Let’s face it. If in this day and age you want a structured way out of your personal insolvency in the UK, one that is tightly controlled by laws and regulations, you will probably have to utilize one of the big two solutions, bankruptcy or an individual voluntary arrangement (IVA).
Sure, you may tinker around for years with a debt management plan but given that you will have to repay every penny of your unsecured debts, you need to take a long view with a debt management plan. After all you may have to serve a repayment sentence of ten years or more before all your debts are cleared and there is no guarantee that all of your creditors will agree to freeze interest charges or waive penalties. In fact there is no legal obligation on them to do anything of the sort. You are really relying on the kindness of strangers when you are in a debt management plan and even if you successfully complete the plan, your credit file will still remain to be repaired at the end of the term. Of course if your debt levels are low enough, if you have no assets and if you have negligible disposable income you might be eligible for a Debt Relief Order. The Debt Relief Order is sometimes described as the poor man’s bankruptcy since the very low limits restrict entry to this solution: debts less than £15,000, assets less than £300 and monthly disposable income less than £50.
So back to the big two. The IVA allows the debtor to make affordable monthly payments, repaying creditors as much as possible while retaining their home, their car and their employment. It provides relief from debts and it avoids the stigma of bankruptcy, with considerably less publicity. The IVA is binding once 75% of voting creditors approve it, it costs less and yields higher realizations than bankruptcy, leading to higher returns for creditors. While IVAs are highly controlled and regulated they require minimal court involvement and even if the debtor’s circumstances change the IVA can be varied flexibly.
On approval, creditor contact with the debtor ceases, interest is frozen and penalties are stopped.
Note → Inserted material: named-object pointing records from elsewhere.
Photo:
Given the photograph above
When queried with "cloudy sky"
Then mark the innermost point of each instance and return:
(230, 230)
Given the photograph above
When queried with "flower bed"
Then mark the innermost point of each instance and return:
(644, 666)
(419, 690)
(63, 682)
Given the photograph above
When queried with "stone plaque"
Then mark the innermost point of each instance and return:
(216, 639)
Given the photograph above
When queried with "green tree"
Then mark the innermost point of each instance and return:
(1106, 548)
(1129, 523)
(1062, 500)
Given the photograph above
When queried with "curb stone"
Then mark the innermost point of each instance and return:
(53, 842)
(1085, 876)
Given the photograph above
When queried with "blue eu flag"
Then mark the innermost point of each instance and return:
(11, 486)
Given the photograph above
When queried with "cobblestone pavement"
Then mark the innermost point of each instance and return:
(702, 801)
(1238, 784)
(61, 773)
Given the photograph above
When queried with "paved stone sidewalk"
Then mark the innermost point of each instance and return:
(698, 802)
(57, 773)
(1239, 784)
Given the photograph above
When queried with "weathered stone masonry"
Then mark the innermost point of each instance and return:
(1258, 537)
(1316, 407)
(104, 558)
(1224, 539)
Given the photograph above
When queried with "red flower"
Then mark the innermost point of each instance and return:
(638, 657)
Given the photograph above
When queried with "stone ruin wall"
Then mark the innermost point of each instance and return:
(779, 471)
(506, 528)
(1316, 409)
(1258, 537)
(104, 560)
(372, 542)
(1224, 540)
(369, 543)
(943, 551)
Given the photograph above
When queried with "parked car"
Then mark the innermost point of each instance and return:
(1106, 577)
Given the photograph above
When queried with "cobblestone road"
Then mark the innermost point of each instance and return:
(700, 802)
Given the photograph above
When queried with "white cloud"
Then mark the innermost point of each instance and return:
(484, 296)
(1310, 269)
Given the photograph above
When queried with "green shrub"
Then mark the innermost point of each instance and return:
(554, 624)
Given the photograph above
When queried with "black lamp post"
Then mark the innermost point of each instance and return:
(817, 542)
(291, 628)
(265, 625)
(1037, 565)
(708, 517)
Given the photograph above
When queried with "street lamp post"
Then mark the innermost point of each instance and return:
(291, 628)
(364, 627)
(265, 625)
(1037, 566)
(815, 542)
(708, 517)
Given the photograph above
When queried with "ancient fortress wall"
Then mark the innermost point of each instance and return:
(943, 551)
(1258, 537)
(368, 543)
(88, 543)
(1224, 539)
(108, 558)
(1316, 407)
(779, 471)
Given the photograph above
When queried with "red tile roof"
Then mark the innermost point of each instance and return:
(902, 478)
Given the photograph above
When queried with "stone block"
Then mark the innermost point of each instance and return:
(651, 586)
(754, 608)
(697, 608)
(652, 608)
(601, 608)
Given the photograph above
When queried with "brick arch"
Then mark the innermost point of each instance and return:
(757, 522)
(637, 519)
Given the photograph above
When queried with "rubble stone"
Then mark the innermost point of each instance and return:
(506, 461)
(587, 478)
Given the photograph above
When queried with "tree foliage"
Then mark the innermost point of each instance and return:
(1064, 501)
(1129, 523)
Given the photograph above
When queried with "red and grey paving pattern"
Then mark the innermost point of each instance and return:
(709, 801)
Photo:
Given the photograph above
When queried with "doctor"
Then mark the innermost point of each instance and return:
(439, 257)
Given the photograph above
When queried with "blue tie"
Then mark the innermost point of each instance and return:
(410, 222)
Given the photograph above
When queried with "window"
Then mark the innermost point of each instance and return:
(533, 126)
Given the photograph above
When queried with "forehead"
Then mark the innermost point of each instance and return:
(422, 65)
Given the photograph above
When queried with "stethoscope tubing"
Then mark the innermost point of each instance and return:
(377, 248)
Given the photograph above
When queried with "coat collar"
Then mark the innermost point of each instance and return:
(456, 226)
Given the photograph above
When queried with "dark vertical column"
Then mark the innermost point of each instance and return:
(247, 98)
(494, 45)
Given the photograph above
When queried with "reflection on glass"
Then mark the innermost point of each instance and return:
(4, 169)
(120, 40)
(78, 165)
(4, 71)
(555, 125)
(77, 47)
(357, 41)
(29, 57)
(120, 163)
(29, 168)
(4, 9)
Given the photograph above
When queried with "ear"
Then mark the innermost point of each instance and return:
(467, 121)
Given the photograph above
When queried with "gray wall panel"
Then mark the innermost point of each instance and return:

All debts are written off at the end of the IVA term, usually five years but it can be shorter.
What’s not to like about an IVA? Well, at least 75% of voting creditors must approve the IVA and if not approved, creditors can pursue other legal actions such as petitioning for bankruptcy, seeking court judgments and registering charges on the debtor’s assets. Creditors also have the power to modify the IVA at proposal stage in order to for example increase the debtor’s monthly payments and such a modification may be the catalyst for the failure of the IVA in supervision if the debtor is unable to sustain the increased payments. Payments usually have to be made for five years versus a maximum of three years in bankruptcy. The debtor must stop borrowing except with the express permission of the supervisor and creditors and will suffer from a poor credit rating for at least a year after successful completion of the IVA.
Bankruptcy also has a lot going for it with greatly reduced stress and worry nowadays. The debtor or a creditor can petition at a relatively low cost of about £500 and there are no other legal costs involved. CAB and Court officers can assist in completing relatively simple forms. Most debts do not survive the bankruptcy from which discharge occurs within one year. The debtor’s contributions via Income Payments Orders (IPOs) or Income Payments Agreements (IPAs) are limited to three years and in many cases no IPO or IPA is exacted, while living allowances can be more generous in bankruptcy than in an IVA.
The main downside to bankruptcy is that the debtor loses control of their assets, particularly their share of the family home while the stigma of bankruptcy is still a considerable impediment for most people. The disabilities, obligations and restrictions of bankruptcy, which can last for two to fifteen years, make it difficult and sometimes impossible for the debtor to trade and to obtain or retain employment with many professions and trades imposing sanctions such as expulsion on bankrupt members of their organizations. The bankruptcy trustee has powers to challenge the validity of any prior transactions if they appear to be preferential or at an under-value and the bankrupt debtor has to beware of their potential liability for bankrupt offences. Costs of bankruptcy are higher than those in an IVA, resulting in lower returns to creditors, who in many cases receive nothing. The debtor may not borrow prior to discharge without the express permission of the trustee and will suffer from a poor credit rating even after discharge. The debtor’s name will continue to appear on credit files for six years from the commencement of bankruptcy.